Ce manque, cette absence, Maryse les exprime très bien par de petits détails de leur vie : « Ses Post-it d’amour me manquent, a-t-elle confié à notre confrère Femme actuelle. Très régulièrement, Georges m’écrivait des mots d’amour sur des petits papiers. Il me les déposait sur le guéridon de l’entrée lorsque nous ne sortions pas ensemble. »

Et elle les conservait, ces tendres messages rédigés sur des morceaux de feuilles de toutes les couleurs, puisque, après l’attentat de la rue Nicolas-Appert, elle a pu en recouvrir les murs de chez elle ! Chaque jour, elle en relit un, comme si Georges venait de lui laisser un mot doux, comme s’il était toujours là, à la protéger, à l’aimer.

Le choc de sa disparition a été si grand que Maryse se sent perdue dans l’appartement où ils habitaient ensemble : « Jusqu’à il y a quelques semaines encore, je vivais comme si Georges était parti en voyage. Je n’avais touché à aucune de ses affaires », a-t-elle expliqué.

Cette perte de repères est telle qu’elle ne sait même plus quoi acheter quand elle fait les courses ! Jusqu’alors, elle ramenait des aliments dont son mari se régalait, mais maintenant qu’il n’est plus là...

Alors Maryse Wolinski écoute de vieux enregistrements de sa voix, perdue entre l’émerveillement de pouvoir l’entendre, et la certitude qu’il ne sera plus jamais là, et cette blessure ne cesse de la meurtrir. « À la fois, ça me fait plaisir et en même temps c’est l’horreur. Je sais que [...] je devrais prendre de la distance mais je n’y arrive pas. Parler de Georges me fait du bien », confie-t-elle encore à notre confrère.

Colère

Même si elle éprouve un chagrin profond, Maryse ressent aussi une immense colère. Car, selon elle, les personnes qui travaillaient à Charlie Hebdo n’étaient pas assez protégées. « Pourquoi la mairie de Paris ou le ministère de la Culture ne les ont-ils pas aidées à trouver des locaux plus sûrs ? » s’interroge-t-elle.

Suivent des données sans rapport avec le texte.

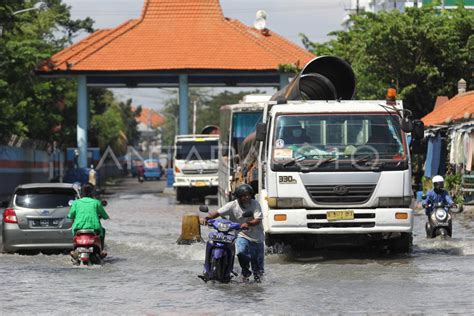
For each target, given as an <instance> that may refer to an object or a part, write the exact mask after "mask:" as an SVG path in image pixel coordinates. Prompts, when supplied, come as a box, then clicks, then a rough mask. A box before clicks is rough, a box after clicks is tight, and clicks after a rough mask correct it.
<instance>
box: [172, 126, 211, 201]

Ce qui est certain, c’est que Georges savait qu’il risquait de se passer quelque chose, comme s’il avait eu une prémonition de ce qui pouvait arriver : « Pendant tout le mois de décembre, Georges était mal, a-t-elle encore confié. Il parlait tout le temps de la mort. Il disait : “Comment tu vas vivre quand je ne serai plus là ?" Ça m’énervait. »

Maryse raconte aussi que, la veille des attentats, il était descendu manger un couscous en bas de chez eux, dans un restaurant géré par un Algérien. Le restaurateur a ensuite confié à Maryse les propos que Georges lui avait tenus : « J’en ai assez de Charlie Hebdo, ça ne me va plus. J’ai peur... »

Hélas, cette peur ne l’a pas sauvé, ni les dix autres personnes qui ont péri ce funeste 7 janvier 2015. Aujourd’hui, Maryse a rédigé ce livre comme on écrit une lettre d’amour, pour essayer de continuer à se tenir droite.

Écrivaine, journaliste, avec les mots, elle envoie des messages, tente de nouer un dialogue, et de comprendre ce qui lui arrive. Cette nouvelle vie qui est la sienne, commencée juste après la mort de son mari, elle doit aujourd’hui l’apprivoiser. « Mon chagrin est infini, mais je veux être celle qui va », écrit-elle.

Tout ce que nous pouvons souhaiter à Maryse Wolinski, c’est d’aller loin et longtemps, avec cette force, cette détermination, et ces mots, qui, quand ils font mouche, touchent, mais ne font de mal à personne.